Em terceiro lugar, a fim de determinar se um Estado‑Membro pode, no entanto, conceder, a título derivado e para efeitos de preservação da unidade familiar, o estatuto de refugiado a um menor que se encontre numa situação como a de LW, o Tribunal de Justiça recorda que o artigo 3.° da Diretiva 2011/95 permite aos Estados‑Membros aprovarem normas mais favoráveis relativas à determinação das pessoas que preenchem as condições para beneficiarem do estatuto de refugiado, desde que essas normas sejam compatíveis com esta diretiva.

Tais normas são nomeadamente incompatíveis com a diretiva se se destinarem a reconhecer o estatuto de refugiado a nacionais de países terceiros colocados em situações desprovidas de conexão com a lógica de proteção internacional (6). Ora, a extensão automática, a título derivado, do estatuto de refugiado ao filho menor de uma pessoa a quem esse estatuto foi concedido, independentemente do facto de esse menor satisfazer ou não, por si mesmo, as condições de concessão desse estatuto e incluindo quando o referido menor nasceu no Estado‑Membro de acolhimento, que é prevista na legislação em causa no processo principal para efeitos de preservação da unidade familiar dos refugiados, apresenta uma conexão com a lógica de proteção internacional.

O Tribunal de Justiça salienta, no entanto, que pode haver situações em que a extensão automática, a título derivado e para efeitos de preservação da unidade familiar, do estatuto de refugiado ao filho menor de um refugiado seria, apesar da existência dessa conexão, incompatível com a Diretiva 2011/95.

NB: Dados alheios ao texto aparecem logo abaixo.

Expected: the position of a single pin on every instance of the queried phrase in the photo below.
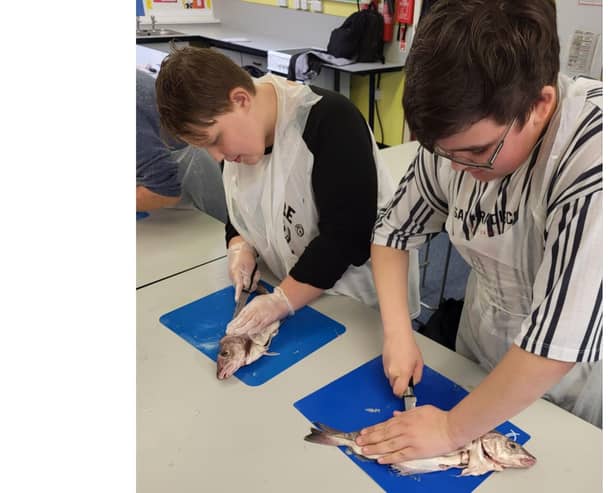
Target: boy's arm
(401, 356)
(148, 200)
(518, 380)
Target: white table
(169, 241)
(196, 434)
(398, 158)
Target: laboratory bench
(196, 433)
(252, 49)
(170, 241)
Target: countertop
(254, 43)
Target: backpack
(442, 326)
(360, 35)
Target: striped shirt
(533, 238)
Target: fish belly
(431, 464)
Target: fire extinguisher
(388, 20)
(404, 17)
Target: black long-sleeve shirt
(344, 182)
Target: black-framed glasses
(472, 164)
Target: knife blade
(241, 303)
(243, 298)
(410, 400)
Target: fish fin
(326, 429)
(261, 289)
(322, 438)
(475, 471)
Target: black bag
(442, 326)
(360, 35)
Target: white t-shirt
(533, 238)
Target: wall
(313, 29)
(571, 16)
(174, 12)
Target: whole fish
(236, 351)
(490, 452)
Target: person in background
(510, 165)
(170, 173)
(302, 179)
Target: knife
(243, 298)
(410, 400)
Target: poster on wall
(194, 4)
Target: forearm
(148, 200)
(298, 293)
(516, 382)
(390, 272)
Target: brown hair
(192, 89)
(472, 59)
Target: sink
(158, 32)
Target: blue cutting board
(363, 397)
(203, 322)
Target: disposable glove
(261, 312)
(242, 260)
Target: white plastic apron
(499, 294)
(271, 204)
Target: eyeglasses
(472, 164)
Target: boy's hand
(401, 359)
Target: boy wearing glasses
(510, 165)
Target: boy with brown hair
(510, 165)
(302, 179)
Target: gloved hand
(261, 312)
(242, 260)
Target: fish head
(232, 354)
(505, 452)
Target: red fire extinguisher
(404, 17)
(388, 20)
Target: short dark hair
(193, 86)
(472, 59)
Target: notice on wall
(581, 52)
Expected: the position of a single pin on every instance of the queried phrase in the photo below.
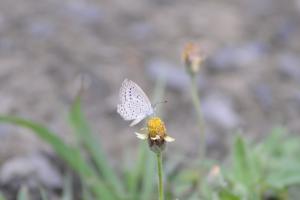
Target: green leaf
(84, 135)
(241, 161)
(284, 178)
(69, 154)
(149, 176)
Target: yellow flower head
(156, 134)
(192, 57)
(156, 128)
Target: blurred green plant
(267, 170)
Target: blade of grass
(135, 175)
(2, 196)
(149, 169)
(148, 181)
(67, 189)
(23, 194)
(69, 154)
(84, 134)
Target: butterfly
(135, 105)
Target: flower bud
(192, 58)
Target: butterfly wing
(135, 105)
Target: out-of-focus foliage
(265, 170)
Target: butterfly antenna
(154, 106)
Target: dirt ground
(249, 82)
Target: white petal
(169, 139)
(141, 136)
(137, 120)
(155, 138)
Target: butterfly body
(135, 105)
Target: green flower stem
(160, 176)
(200, 121)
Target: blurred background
(248, 83)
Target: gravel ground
(250, 81)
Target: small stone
(175, 76)
(235, 57)
(289, 67)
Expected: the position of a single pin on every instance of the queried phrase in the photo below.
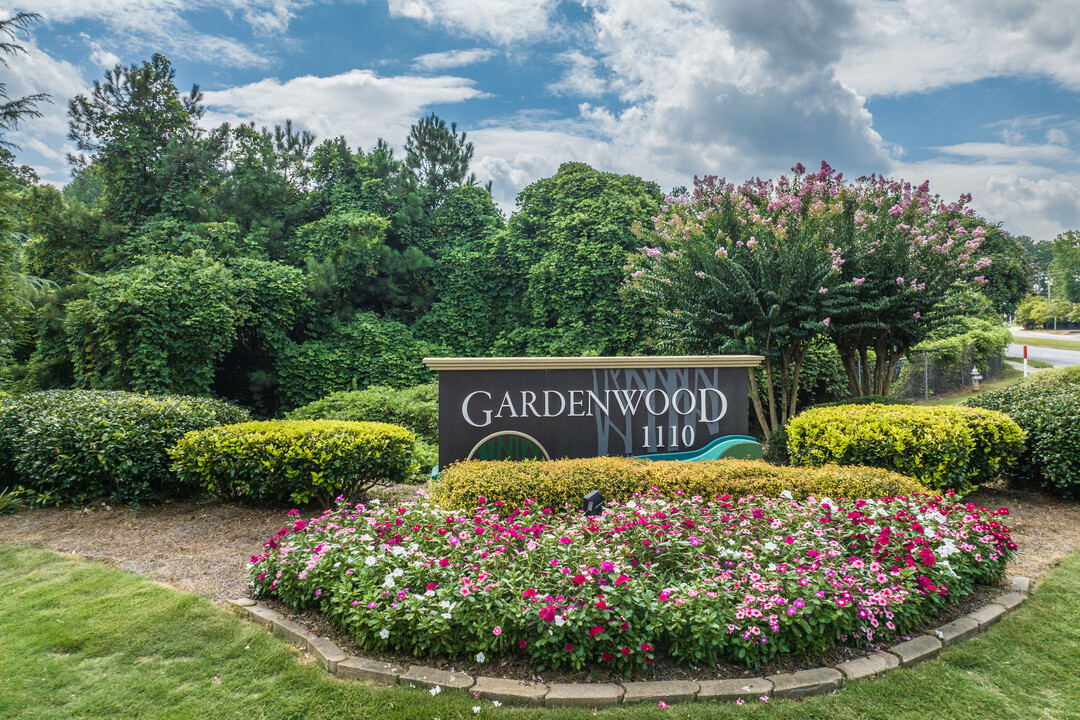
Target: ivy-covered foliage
(366, 351)
(162, 326)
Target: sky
(979, 96)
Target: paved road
(1068, 337)
(1052, 355)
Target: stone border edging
(804, 683)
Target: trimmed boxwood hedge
(78, 445)
(1048, 407)
(555, 483)
(295, 460)
(944, 447)
(416, 408)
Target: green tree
(153, 157)
(564, 255)
(439, 157)
(1064, 270)
(164, 326)
(747, 270)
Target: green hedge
(946, 448)
(295, 460)
(76, 445)
(416, 408)
(554, 483)
(1048, 407)
(775, 449)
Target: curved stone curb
(804, 683)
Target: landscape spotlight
(594, 503)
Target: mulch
(204, 547)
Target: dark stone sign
(516, 408)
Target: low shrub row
(700, 582)
(943, 447)
(416, 408)
(1048, 407)
(556, 483)
(73, 446)
(295, 460)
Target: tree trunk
(755, 395)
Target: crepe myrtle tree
(767, 267)
(746, 269)
(904, 250)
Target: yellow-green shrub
(946, 448)
(554, 483)
(295, 460)
(997, 442)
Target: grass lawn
(1009, 376)
(82, 640)
(1048, 342)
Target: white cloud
(359, 104)
(500, 21)
(453, 58)
(581, 78)
(915, 45)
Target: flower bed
(737, 580)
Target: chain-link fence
(925, 375)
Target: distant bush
(416, 408)
(555, 483)
(75, 445)
(946, 448)
(295, 460)
(1048, 407)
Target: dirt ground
(204, 547)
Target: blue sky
(979, 96)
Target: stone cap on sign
(590, 363)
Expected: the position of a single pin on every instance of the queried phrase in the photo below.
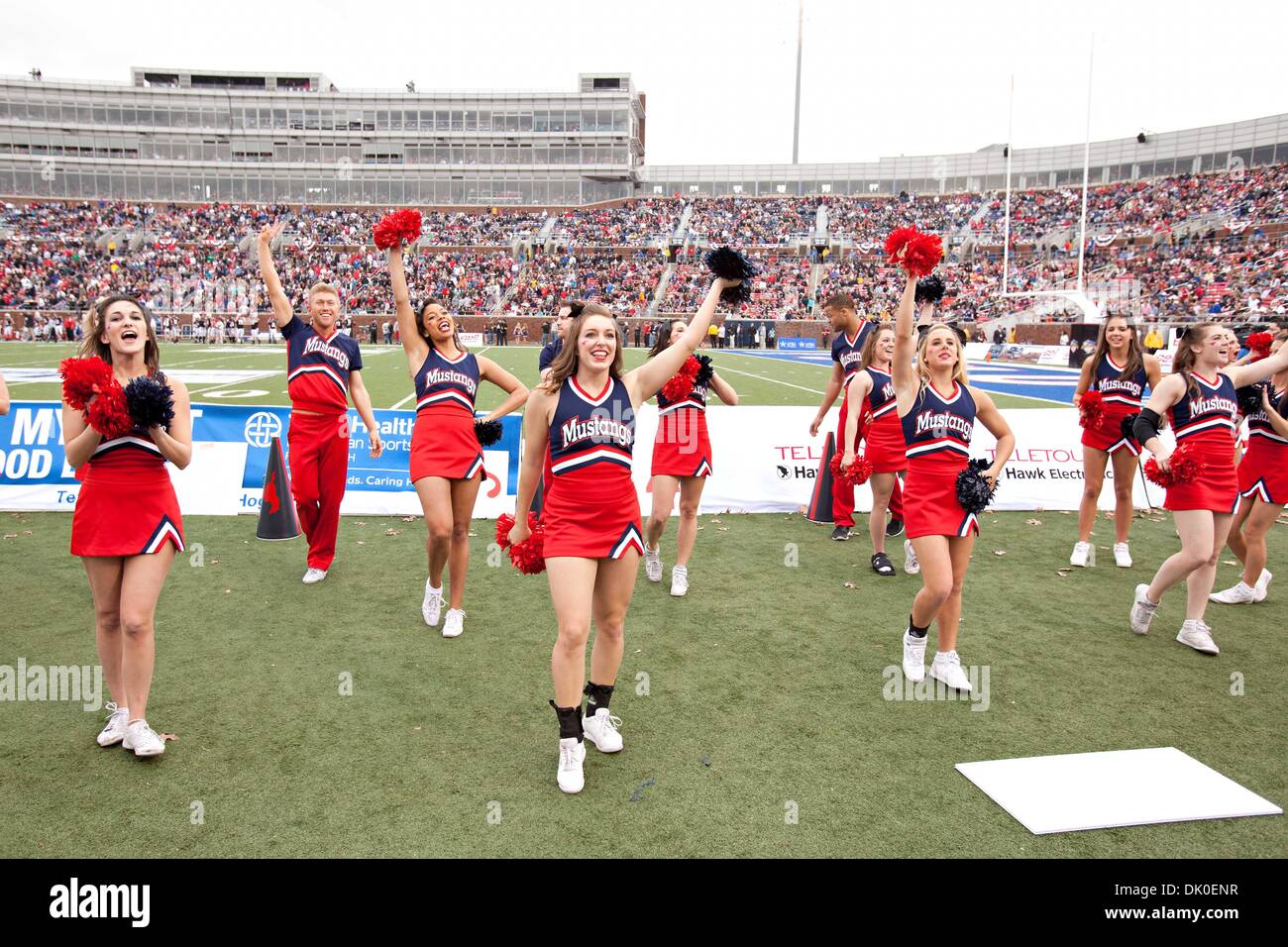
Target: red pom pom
(110, 414)
(682, 382)
(84, 377)
(1091, 410)
(854, 474)
(529, 556)
(399, 227)
(1183, 468)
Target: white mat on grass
(1106, 789)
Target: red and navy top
(592, 433)
(1263, 432)
(317, 368)
(447, 382)
(848, 352)
(938, 429)
(1206, 418)
(881, 398)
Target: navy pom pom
(704, 371)
(151, 402)
(726, 263)
(973, 491)
(930, 289)
(487, 432)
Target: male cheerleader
(323, 367)
(849, 334)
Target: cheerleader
(587, 412)
(1263, 487)
(682, 460)
(127, 526)
(884, 440)
(446, 454)
(938, 410)
(1120, 369)
(1201, 402)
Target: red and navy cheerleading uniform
(936, 433)
(1205, 420)
(443, 442)
(846, 352)
(884, 442)
(127, 502)
(1263, 470)
(592, 510)
(317, 379)
(682, 446)
(1121, 395)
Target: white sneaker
(913, 657)
(948, 669)
(572, 753)
(1198, 635)
(600, 729)
(1237, 594)
(653, 564)
(454, 624)
(143, 740)
(432, 604)
(114, 732)
(1141, 611)
(911, 565)
(1263, 585)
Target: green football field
(262, 373)
(760, 712)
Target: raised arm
(413, 344)
(175, 445)
(905, 347)
(498, 376)
(282, 311)
(1256, 371)
(647, 380)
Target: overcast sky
(720, 75)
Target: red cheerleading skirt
(884, 445)
(682, 446)
(125, 513)
(443, 444)
(592, 514)
(930, 504)
(1108, 434)
(1218, 486)
(1263, 472)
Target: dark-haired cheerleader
(938, 410)
(1119, 371)
(446, 454)
(1201, 401)
(1263, 487)
(592, 541)
(682, 462)
(127, 526)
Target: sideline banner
(763, 460)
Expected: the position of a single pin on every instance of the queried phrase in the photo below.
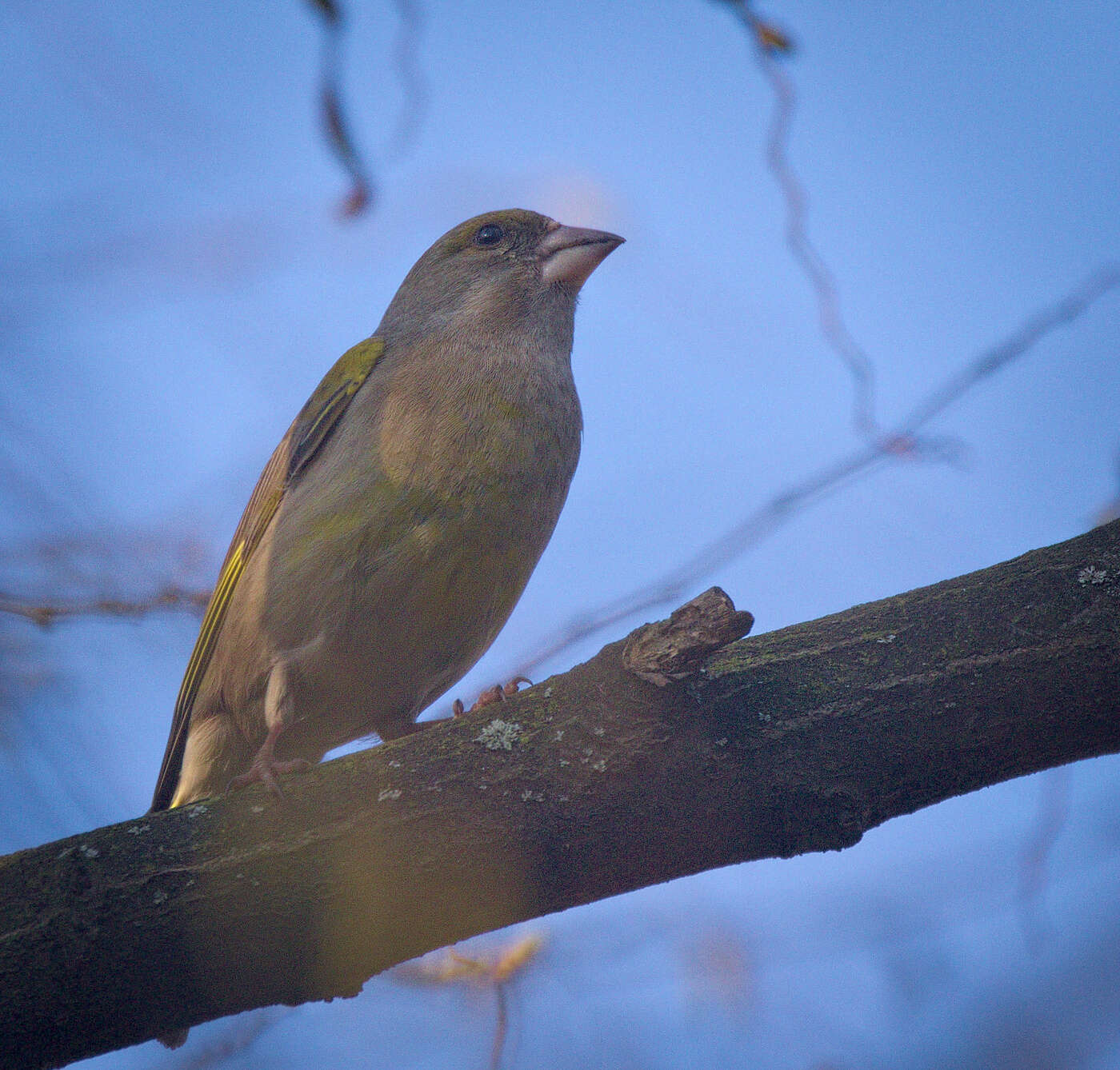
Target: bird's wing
(298, 448)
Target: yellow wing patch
(299, 445)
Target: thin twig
(794, 499)
(46, 613)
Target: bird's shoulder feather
(297, 449)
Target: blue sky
(177, 280)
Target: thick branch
(594, 784)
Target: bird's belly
(375, 639)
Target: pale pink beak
(570, 254)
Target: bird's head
(496, 269)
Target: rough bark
(590, 785)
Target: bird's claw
(498, 693)
(266, 770)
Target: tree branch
(594, 784)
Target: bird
(397, 523)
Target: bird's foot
(498, 693)
(266, 769)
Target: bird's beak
(570, 254)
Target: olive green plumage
(400, 517)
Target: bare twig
(670, 588)
(363, 190)
(46, 613)
(770, 45)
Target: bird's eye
(490, 234)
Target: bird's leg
(266, 767)
(498, 693)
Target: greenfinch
(400, 517)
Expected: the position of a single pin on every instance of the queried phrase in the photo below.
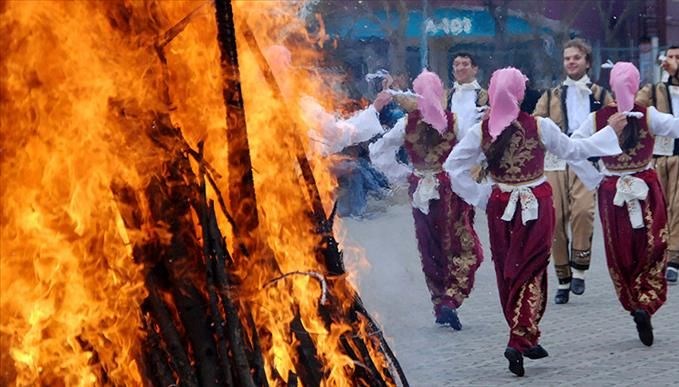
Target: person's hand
(382, 99)
(387, 82)
(617, 121)
(670, 65)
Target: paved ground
(592, 341)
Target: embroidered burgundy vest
(633, 159)
(426, 147)
(524, 159)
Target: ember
(122, 262)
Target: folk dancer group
(541, 180)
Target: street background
(591, 340)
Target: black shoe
(561, 296)
(671, 275)
(578, 286)
(536, 352)
(448, 316)
(644, 327)
(515, 361)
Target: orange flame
(70, 289)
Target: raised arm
(464, 156)
(333, 134)
(383, 153)
(601, 143)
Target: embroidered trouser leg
(521, 256)
(581, 216)
(450, 250)
(668, 174)
(635, 257)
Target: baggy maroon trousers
(521, 256)
(450, 249)
(636, 257)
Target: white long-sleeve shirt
(383, 154)
(659, 124)
(466, 154)
(463, 104)
(330, 135)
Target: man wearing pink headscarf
(631, 203)
(665, 97)
(518, 201)
(449, 248)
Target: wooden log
(168, 332)
(156, 362)
(309, 368)
(241, 183)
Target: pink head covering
(506, 90)
(624, 82)
(430, 88)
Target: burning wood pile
(116, 206)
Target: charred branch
(241, 183)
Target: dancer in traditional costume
(514, 144)
(631, 203)
(664, 96)
(449, 248)
(568, 105)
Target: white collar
(581, 84)
(474, 85)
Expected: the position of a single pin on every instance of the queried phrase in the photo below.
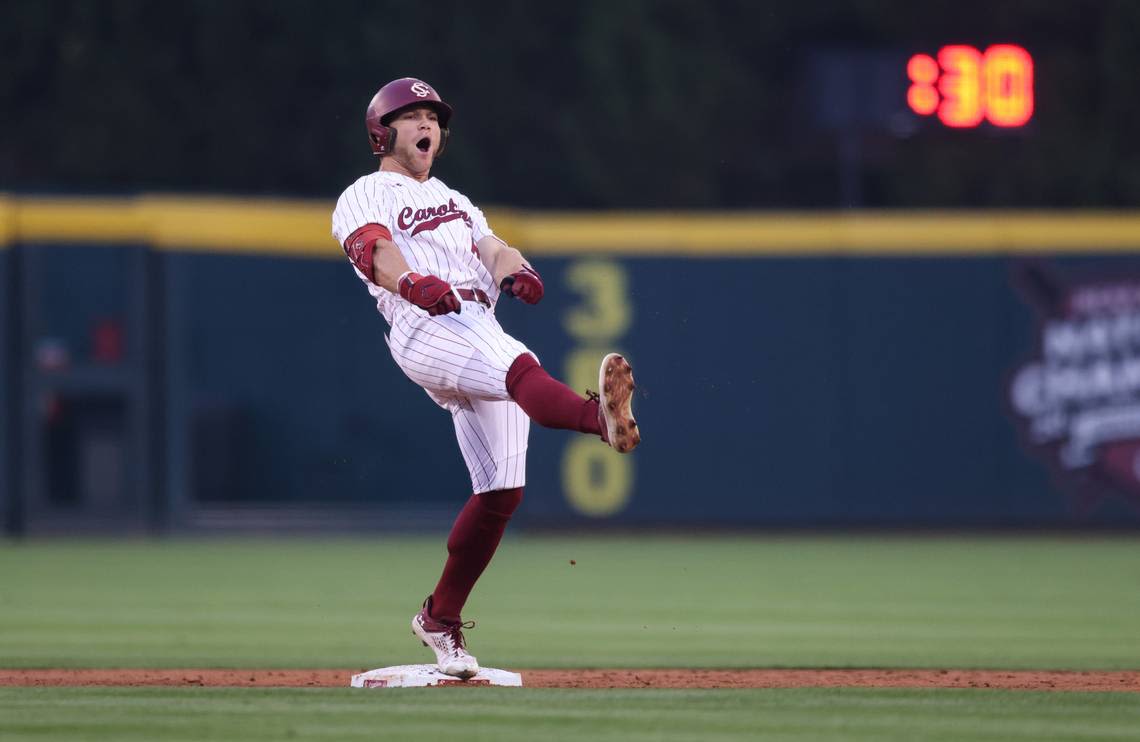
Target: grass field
(1055, 603)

Assim, por um lado, a reserva que figura no artigo 3.° desta diretiva opõe‑se a que um Estado‑Membro aprove disposições que concedem o estatuto de refugiado a uma pessoa que está excluída desse mesmo estatuto por força do artigo 12.°, n.° 2, da referida diretiva. Ora, a legislação nacional em causa no processo principal exclui essas pessoas do benefício da extensão do estatuto de refugiado.

Por outro lado, a reserva enunciada no artigo 23.°, n.° 2, da Diretiva 2011/95 exclui que os benefícios concedidos ao beneficiário de proteção internacional sejam alargados a um membro da sua família quando tal seja incompatível com o estatuto jurídico pessoal do referido membro. O Tribunal de Justiça esclarece o alcance desta reserva, que deve ser respeitada igualmente quando um Estado‑Membro aplica normas mais favoráveis, aprovadas em conformidade com o artigo 3.° desta diretiva, por força das quais o estatuto concedido ao beneficiário de proteção internacional é automaticamente alargado aos membros da sua família, independentemente do preenchimento das condições de concessão desse estatuto.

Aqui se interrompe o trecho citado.